You can disable caching for individual OCR calls if you need fresh processing each time:

```ts
// Initialize the service first
const service = new PaddleOcrService();
await service.initialize();

// Process with caching (default behavior)
const cachedResult = await service.recognize("./assets/receipt.jpg");

// Process without caching for this specific call
const freshResult = await service.recognize("./assets/receipt.jpg", {
  noCache: true,
});

// You can also combine noCache with other options
const result = await service.recognize("./assets/receipt.jpg", {
  noCache: true,
  flatten: true,
});
```

## Models

See: [Models](./src/models/)
See also: [How to convert paddle ocr model to onnx](./examples/convert-onnx.ipynb)

## Configuration

All options are grouped under the `PaddleOptions` interface:

```ts
export interface PaddleOptions {
  /** File paths, URLs, or buffers for the OCR model components. */
  model?: ModelPathOptions;

  /** Controls parameters for text detection. */
  detection?: DetectionOptions;

  /** Controls parameters for text recognition. */
  recognition?: RecognitionOptions;

  /** Controls logging and image dump behavior for debugging. */
  debugging?: DebuggingOptions;

  /** ONNX Runtime session configuration options. */
  session?: SessionOptions;
}
```

#### `RecognizeOptions`

Options for individual `recognize()` calls.

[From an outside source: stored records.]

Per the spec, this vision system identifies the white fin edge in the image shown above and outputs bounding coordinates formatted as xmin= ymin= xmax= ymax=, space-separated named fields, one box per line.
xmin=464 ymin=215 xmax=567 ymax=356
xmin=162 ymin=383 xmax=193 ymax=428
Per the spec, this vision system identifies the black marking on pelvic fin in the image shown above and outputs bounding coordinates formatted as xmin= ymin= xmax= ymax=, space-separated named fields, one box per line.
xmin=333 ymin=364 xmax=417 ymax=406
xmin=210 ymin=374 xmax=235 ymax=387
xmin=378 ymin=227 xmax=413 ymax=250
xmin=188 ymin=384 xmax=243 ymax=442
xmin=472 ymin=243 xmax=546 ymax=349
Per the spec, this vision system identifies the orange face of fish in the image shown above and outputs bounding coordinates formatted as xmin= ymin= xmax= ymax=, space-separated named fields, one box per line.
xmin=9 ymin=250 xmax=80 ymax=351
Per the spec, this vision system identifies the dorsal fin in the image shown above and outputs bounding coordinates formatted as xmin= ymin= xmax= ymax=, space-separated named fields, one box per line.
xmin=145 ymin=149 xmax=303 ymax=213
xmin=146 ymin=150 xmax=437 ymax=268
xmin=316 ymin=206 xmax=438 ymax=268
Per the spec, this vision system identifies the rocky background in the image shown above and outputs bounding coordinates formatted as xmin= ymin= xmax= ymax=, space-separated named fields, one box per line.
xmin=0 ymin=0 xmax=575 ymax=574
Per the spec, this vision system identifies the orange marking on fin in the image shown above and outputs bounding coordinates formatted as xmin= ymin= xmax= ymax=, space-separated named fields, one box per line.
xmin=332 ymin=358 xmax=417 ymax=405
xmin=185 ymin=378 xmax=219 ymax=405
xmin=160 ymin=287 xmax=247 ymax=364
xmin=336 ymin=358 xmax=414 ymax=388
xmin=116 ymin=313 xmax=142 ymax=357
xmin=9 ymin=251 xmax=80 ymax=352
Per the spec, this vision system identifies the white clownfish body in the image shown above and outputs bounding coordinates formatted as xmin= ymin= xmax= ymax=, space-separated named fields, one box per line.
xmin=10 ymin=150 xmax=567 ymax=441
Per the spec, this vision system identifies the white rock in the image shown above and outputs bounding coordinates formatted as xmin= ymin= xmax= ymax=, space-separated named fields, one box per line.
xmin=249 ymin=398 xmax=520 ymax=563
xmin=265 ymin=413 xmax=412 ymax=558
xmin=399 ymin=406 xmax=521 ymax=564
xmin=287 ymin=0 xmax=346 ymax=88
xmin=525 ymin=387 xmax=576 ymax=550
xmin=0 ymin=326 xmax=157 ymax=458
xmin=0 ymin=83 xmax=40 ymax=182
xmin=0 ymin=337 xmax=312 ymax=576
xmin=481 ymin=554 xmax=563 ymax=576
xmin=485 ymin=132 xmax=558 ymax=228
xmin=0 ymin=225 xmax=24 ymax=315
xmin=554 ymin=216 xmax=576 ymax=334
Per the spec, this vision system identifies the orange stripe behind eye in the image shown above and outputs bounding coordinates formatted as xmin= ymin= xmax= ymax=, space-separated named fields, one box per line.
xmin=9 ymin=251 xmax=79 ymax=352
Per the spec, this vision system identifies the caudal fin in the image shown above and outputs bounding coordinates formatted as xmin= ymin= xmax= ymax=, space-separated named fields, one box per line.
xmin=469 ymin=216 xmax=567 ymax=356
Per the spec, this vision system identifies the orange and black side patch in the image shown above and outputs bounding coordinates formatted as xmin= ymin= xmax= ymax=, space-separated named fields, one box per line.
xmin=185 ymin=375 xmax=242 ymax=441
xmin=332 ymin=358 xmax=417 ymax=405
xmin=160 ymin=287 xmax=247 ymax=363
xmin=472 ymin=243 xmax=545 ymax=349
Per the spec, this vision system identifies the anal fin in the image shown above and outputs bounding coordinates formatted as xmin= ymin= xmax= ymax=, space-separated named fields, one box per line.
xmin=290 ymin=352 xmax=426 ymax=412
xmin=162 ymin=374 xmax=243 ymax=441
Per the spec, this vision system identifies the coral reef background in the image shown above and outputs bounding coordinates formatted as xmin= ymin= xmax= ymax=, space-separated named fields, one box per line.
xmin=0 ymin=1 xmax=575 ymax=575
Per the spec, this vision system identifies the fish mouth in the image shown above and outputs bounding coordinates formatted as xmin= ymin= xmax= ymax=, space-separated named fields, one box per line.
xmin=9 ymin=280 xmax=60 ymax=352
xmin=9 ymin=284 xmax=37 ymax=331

| Property     |          Type           | Default | Description                                           |
| :----------- | :---------------------: | :-----: | :---------------------------------------------------- |
| `flatten`    |        `boolean`        | `false` | Return flattened results instead of grouped by lines. |
| `dictionary` | `string \| ArrayBuffer` | `null`  | Custom character dictionary for this specific call.   |
| `noCache`    |        `boolean`        | `false` | Disable caching for this specific call.               |

#### `ModelPathOptions`

Specifies paths, URLs, or buffers for the OCR models and dictionary files.

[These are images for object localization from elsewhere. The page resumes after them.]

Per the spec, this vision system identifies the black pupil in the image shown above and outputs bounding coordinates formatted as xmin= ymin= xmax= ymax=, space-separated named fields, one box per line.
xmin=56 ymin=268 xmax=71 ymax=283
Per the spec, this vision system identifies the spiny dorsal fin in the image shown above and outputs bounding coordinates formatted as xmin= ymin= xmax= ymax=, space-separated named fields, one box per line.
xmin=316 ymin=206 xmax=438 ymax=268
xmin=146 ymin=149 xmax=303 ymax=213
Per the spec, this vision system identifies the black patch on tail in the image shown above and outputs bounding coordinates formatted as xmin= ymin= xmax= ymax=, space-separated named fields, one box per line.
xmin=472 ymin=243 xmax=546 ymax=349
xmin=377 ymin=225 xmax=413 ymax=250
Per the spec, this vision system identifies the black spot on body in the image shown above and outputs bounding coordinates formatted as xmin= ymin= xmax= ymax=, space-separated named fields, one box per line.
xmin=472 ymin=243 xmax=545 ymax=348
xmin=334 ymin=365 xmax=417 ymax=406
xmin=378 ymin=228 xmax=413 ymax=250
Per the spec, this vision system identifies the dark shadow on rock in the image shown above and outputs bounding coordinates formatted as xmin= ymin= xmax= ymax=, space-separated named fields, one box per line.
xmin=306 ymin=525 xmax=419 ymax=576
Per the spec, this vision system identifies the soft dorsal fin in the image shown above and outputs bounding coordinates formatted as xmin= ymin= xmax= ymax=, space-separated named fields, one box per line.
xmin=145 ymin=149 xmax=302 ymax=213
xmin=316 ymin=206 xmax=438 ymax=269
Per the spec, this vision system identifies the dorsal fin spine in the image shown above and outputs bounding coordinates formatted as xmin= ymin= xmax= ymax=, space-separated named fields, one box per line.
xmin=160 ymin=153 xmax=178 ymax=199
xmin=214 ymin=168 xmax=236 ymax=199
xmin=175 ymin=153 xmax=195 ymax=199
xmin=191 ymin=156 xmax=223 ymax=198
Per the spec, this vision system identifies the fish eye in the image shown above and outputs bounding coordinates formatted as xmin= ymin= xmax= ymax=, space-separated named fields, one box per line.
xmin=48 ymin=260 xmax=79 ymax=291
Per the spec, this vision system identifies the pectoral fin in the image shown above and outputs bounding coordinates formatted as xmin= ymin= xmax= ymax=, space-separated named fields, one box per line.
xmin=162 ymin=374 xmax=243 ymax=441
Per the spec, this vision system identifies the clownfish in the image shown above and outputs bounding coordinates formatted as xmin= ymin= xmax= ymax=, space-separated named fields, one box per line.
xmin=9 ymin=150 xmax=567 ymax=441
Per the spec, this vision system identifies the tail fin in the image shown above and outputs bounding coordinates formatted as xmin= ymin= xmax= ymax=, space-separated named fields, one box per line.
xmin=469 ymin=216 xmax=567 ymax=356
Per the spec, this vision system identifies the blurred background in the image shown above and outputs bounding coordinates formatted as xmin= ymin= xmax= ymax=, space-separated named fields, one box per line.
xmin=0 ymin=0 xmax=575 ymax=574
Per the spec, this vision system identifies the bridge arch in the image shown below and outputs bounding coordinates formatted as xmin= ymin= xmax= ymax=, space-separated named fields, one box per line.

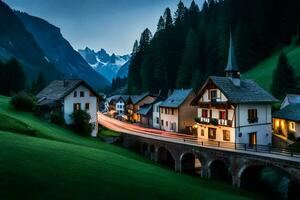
xmin=208 ymin=159 xmax=232 ymax=183
xmin=180 ymin=152 xmax=204 ymax=175
xmin=238 ymin=162 xmax=299 ymax=199
xmin=157 ymin=146 xmax=176 ymax=170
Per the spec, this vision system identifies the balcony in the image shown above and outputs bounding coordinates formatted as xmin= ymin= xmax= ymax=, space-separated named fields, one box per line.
xmin=195 ymin=117 xmax=232 ymax=127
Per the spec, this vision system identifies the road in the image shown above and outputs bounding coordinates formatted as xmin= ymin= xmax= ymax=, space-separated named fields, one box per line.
xmin=98 ymin=112 xmax=300 ymax=163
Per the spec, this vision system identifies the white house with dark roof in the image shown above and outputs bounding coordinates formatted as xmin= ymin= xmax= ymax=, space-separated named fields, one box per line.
xmin=191 ymin=34 xmax=278 ymax=146
xmin=37 ymin=80 xmax=101 ymax=137
xmin=160 ymin=89 xmax=197 ymax=134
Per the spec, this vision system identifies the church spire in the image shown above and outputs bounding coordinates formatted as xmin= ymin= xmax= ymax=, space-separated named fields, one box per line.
xmin=225 ymin=32 xmax=240 ymax=79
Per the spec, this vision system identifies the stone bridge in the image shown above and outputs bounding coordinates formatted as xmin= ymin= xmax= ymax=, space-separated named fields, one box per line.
xmin=121 ymin=133 xmax=300 ymax=192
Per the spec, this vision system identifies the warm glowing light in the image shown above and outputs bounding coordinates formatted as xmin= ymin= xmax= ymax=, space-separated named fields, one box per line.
xmin=281 ymin=120 xmax=285 ymax=129
xmin=193 ymin=124 xmax=198 ymax=129
xmin=275 ymin=119 xmax=280 ymax=128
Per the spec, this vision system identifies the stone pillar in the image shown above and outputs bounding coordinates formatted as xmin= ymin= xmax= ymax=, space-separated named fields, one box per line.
xmin=232 ymin=174 xmax=241 ymax=188
xmin=175 ymin=157 xmax=182 ymax=172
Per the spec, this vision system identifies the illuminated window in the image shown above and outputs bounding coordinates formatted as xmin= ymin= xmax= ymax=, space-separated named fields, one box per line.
xmin=223 ymin=130 xmax=230 ymax=141
xmin=290 ymin=122 xmax=296 ymax=131
xmin=208 ymin=128 xmax=216 ymax=140
xmin=73 ymin=103 xmax=81 ymax=111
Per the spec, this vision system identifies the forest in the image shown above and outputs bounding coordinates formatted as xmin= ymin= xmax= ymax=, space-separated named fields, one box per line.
xmin=127 ymin=0 xmax=300 ymax=95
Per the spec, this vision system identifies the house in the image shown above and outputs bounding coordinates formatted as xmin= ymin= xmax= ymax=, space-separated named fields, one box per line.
xmin=152 ymin=100 xmax=164 ymax=129
xmin=138 ymin=104 xmax=153 ymax=127
xmin=36 ymin=79 xmax=101 ymax=137
xmin=159 ymin=89 xmax=197 ymax=134
xmin=128 ymin=93 xmax=157 ymax=122
xmin=191 ymin=34 xmax=278 ymax=145
xmin=273 ymin=102 xmax=300 ymax=139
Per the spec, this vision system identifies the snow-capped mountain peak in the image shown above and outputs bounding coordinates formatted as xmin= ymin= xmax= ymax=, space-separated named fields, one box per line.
xmin=78 ymin=47 xmax=130 ymax=82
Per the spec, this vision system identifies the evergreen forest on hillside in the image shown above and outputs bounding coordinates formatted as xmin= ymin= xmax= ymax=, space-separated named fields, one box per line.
xmin=127 ymin=0 xmax=300 ymax=95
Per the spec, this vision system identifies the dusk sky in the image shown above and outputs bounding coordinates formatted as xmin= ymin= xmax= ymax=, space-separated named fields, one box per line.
xmin=4 ymin=0 xmax=204 ymax=55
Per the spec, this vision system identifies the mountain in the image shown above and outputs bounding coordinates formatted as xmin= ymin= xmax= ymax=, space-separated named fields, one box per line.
xmin=78 ymin=47 xmax=130 ymax=82
xmin=116 ymin=60 xmax=131 ymax=79
xmin=0 ymin=1 xmax=59 ymax=84
xmin=15 ymin=11 xmax=110 ymax=91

| Property               |          Type           |             Required             | Description                                           |
| :--------------------- | :---------------------: | :------------------------------: | :---------------------------------------------------- |
| `detection`            | `string \| ArrayBuffer` |   **No** (uses default model)    | Path, URL, or buffer for the text detection model.    |
| `recognition`          | `string \| ArrayBuffer` |   **No** (uses default model)    | Path, URL, or buffer for the text recognition model.  |
| `charactersDictionary` | `string \| ArrayBuffer` | **No** (uses default dictionary) | Path, URL, buffer, or content of the dictionary file. |

> [!NOTE]
> If you omit model paths, the library will automatically fetch the default models from the official GitHub repository.
> Don't forget to add a space and a blank line at the end of the dictionary file.

#### `DetectionOptions`

Controls preprocessing and filtering parameters during text detection.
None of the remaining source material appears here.